How do you best challenge the fact that in India, finding a woman in a position of power at her workplace is almost always—your short-haired, handloom-wearing principal notwithstanding—the exception to the rule? How best to use the propelling power of one of India’s largest publishing houses to make your point about feminism in a country where children are regularly slaughtered for not having the right kind of body parts?
Building Twitter and tumblr accounts for your tough-as-nails, police superintendent protagonist that only display pictures of patent leather shoes and satiny dresses might not be the most effective way.
Drop Dead book cover (Purchase)
Drop Dead: A Niki Marwah Mystery is Swati Kaushal’s third book, including the bestselling A Girl Like Me that hit stands in 2008. Drop Dead was released on the tenth of October this year, and having read none of Swati’s books before, or indeed any book about an Indian lady cop, I went into this one with a lot of wide-eyed optimism. In no way, of course, did I expect Swati Kaushal to be a happy amalgam of Sylvia Plath and Agatha Christie. But the book looked promising enough to be something smarter than your average cookie-cutter chick-lit. Imagine how far and how fast my face fell when I read the book’s first line:
“Shimla Superintendent of Police Niki Marwah did not usually like to discuss her sex life.”

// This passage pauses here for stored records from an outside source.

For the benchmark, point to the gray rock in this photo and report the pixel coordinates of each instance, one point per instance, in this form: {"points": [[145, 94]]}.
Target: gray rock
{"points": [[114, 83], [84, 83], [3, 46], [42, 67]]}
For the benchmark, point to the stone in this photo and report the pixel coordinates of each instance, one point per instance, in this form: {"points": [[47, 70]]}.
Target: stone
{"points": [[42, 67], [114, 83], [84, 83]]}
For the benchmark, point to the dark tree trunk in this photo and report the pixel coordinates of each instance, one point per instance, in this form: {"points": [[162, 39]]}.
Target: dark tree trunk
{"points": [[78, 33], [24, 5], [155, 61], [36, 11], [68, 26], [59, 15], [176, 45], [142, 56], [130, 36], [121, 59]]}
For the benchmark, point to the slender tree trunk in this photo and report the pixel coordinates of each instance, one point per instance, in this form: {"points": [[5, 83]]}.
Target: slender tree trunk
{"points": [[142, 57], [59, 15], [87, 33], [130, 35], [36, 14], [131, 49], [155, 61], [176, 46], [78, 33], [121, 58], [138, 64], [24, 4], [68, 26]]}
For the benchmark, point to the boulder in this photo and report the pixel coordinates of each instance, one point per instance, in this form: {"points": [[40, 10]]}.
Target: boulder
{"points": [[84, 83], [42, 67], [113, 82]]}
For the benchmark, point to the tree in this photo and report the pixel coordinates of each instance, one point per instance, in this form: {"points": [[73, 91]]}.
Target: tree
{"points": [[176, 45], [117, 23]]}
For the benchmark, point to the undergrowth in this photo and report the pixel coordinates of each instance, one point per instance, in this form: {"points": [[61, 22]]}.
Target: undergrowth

What follows is four pages of girlish banter where all S.P. Marwah does is discuss her sex life. Her extremely hare-brained friend insists that she focus more on dating, rather than, you know, solve murders and rapes and do her job in general. The opening pages of this book could have been lifted straight out of a Reese Witherspoon movie.
The book revolves around the murder of a C.E.O. of a publishing house while the entire company is on a very improbable corporate retreat in the fictional town of Sonargam, near Shimla. Everyone knows remote hill stations are prime murder-mystery real estate, coming in second only to sleepy coastal villages. So far, so clichéd.

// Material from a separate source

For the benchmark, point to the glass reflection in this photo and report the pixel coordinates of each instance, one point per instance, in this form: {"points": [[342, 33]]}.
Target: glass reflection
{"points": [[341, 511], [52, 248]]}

Kaushal paints the usual cast of characters flat and two-dimensional, the suspects each well-endowed with pasts and risqué sex lives. Victim Rakesh ‘Rak’ Mehta, is a philandering, manipulative, misogynistic egomaniac who seems to walk about handing people reasons to kill him. His colleagues include people he has cheated, slept with, and even flung books at. These colleagues, too, are very insubstantial characters, each being either “dumb” or “giggly” or “efficient”.
Protagonist Niki Marwah doesn’t fare any better. In an attempt to make her stoic, Kaushal has wiped her clean of any emotion at all. Not once does the superintendent seem troubled, scared, or even relieved at the case being closed. The way to build depth in a character is by giving her flaws that humanise her, and a weakness for shoes doesn’t do the job well enough.
Though Drop Dead‘s story flounders, as most mysteries are wont to do when bogged down with too many clues handled unskillfully, Kaushal’s writing holds promise. While occassionally she lapses into purple prose, and once even uses the tragic phrase “fiery green”, on the whole her writing is fast-paced and smooth. It is obvious that she has researched the book and police work as much as possible—she even acknowledges a couple of police officers at the end of the novel. She just seems like an author who might have been far better and far happier writing a different book.